北海道病害虫防除所
北海道立総合研究機構

[平成16年度新発生病害虫]

トルコギキョウのえそ斑点病(新発生)


  平成15年7月、三石町でトルコギキョウの葉に輪紋状の退緑病斑を形成する症状が発生した。上葉にはモザイクも認められ、生育は不良となった。発生ほ場ではミカンキイロアザミウマの寄生が多数確認された。

  トマト黄化えそウイルス(TSWV)およびインパチェンスネクロティックスポットウイルス(INSV)の抗血清(いずれも日本植物防疫協会製)を用いてエライザ法で検定した結果、INSV抗血清と強く反応が認められた。また、INSV特異検出プライマーを用いて、遺伝子診断を行った結果、特異バンドの増幅が認められ、その遺伝子配列の相同性はNagano and Tsuda(2003)の報告したINSVのNタンパク領域の一 部と塩基配列で98%、アミノ酸配列で99%と高く、病原ウイルスはINSVであること が明らかとなった。

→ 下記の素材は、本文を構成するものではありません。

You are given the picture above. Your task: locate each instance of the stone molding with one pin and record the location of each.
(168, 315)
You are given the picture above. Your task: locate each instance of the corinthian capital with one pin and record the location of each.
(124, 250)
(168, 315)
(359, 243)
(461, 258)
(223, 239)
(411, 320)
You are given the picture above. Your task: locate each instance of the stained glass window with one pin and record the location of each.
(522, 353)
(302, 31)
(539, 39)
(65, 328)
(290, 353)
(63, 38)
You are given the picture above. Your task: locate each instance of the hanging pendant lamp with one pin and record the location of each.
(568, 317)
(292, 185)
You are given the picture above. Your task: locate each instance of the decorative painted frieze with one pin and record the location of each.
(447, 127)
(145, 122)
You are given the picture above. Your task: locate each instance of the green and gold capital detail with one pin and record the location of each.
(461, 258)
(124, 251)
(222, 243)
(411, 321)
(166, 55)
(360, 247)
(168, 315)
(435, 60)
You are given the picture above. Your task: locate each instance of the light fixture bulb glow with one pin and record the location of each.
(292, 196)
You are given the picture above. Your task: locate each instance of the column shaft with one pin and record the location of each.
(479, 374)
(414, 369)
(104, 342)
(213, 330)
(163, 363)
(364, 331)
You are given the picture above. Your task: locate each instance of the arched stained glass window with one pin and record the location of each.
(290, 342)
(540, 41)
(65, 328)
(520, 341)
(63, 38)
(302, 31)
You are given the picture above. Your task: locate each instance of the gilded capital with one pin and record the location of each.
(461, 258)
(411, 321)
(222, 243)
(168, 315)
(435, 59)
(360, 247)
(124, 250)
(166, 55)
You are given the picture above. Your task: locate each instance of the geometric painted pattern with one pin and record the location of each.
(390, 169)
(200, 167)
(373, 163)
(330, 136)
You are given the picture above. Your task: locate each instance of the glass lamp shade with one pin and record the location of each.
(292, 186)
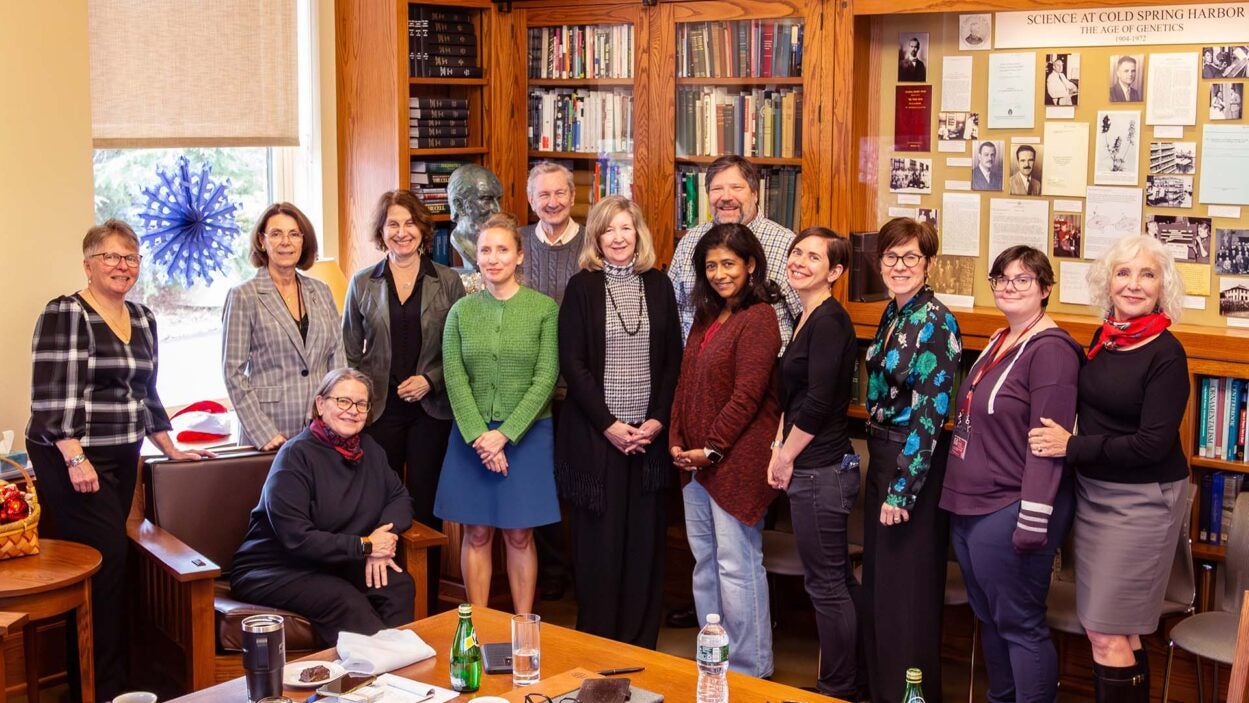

  罹病葉の汁液をトルコギキョウに接種すると上葉に輪紋状の病斑が再現された。 また、Nicotiana benthamiana、 N.clevelandiiでは接種葉に退緑斑点、上葉に退緑 斑点やえそ斑点を生じた。

  以上から、INSV(Impatiens necrotic spot virus)によるトルコギキョウえそ斑紋病 の発生が確認された。また、INSVによる病害も北海道で初めての確認である。周辺 雑草のハコベおよびイヌガラシもINSVを保毒しており、注意が必要である。 その他INSVの詳細については平成16年度病害虫発生予察情報 特殊報第1号を 参照のこと。